Top 10 newsletter tips
File under: “Well, hmmmm…!”
Donor Newsletter Checklist
According to Tom Ahern & Friends
Adventures in AI-land
It just occurred to me that my latest book lacks something very useful: a breezy checklist of the best 10 tips. Today, below, that omission stands corrected.
Want a newsletter that raises more money, deepens connection, and actually gets read? Start here.
1. Lead with “YOU”
Your headline should grab the donor with their favorite topic: themselves. Use “you” early and often.
2. Tell one strong story per issue
Skip the updates and announcements. Instead, offer a single, well-told story that shows your donor’s gift in action—featuring a real person helped.
3. Use social proof
Let donors see their peers in action: quotes, donor spotlights, or photos of “people like them” who care. It reassures and inspires.

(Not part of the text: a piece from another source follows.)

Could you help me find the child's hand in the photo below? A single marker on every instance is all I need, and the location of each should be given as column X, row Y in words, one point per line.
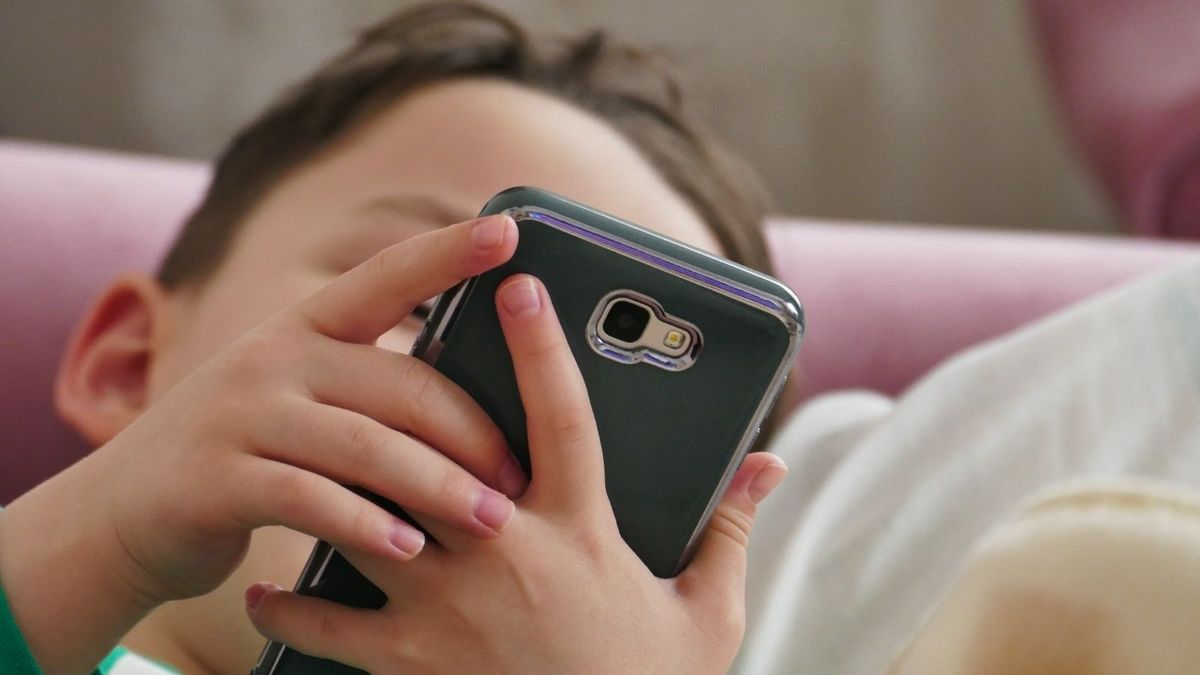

4. Always include a soft offer
Don’t beg—but don’t forget to ask. Include a gentle invitation to give, pray, visit, or remember your cause in their will.
5. Design for skimmers
Big headlines. Short paragraphs. Clear captions. Ample white space. Think reader-first, not org-first.
6. Name the fight
Make your cause specific. Instead of “support healthcare,” try “help frail elders stay safe at home.” Specifics raise more.
7. Copy what works—intelligently
Find donor newsletters that move you emotionally. Don’t steal the design—steal the strategy. Ask: why did this work?
8. Make the donor the hero
Your tone should say: “Thanks to YOU, this happened.” Avoid organizational chest-thumping.
9. Include meaningful quotes
Use real words from real people helped. Let beneficiaries deliver both the story and the thanks.
10. Use a donor-focused masthead
“Your Impact,” “You Made This Happen,” “Good News for Our Donors”—remind readers it’s all about them, from the first glance.
🔚 Final Word:
Donor newsletters are not just updates. They’re gratitude-delivery devices, not that dissimilar from greeting cards and personal letters to friends. And gratitude—done well—can lead to friendship, warmth, joy and funds. Use this checklist to shift from “meh” to meaningful.
Tom Ahern in full disclosure mode: "Jane," my ChatGPT companion, is my co-author for the TOP 10 list above. I named her for my breathtaking mother-in-law, Jane Joyaux. On this plodding-ish task (consuming my whole book, while concisely summarizing it, then ranking the content ... and THEN delivering results in under a minute), Jane AI got everything right except one important word; that added word was my total final co-author's contribution. Jane wrote "from 'meh' to meaningful." AI is a handy tool; not a "get out of all training free" deliverance.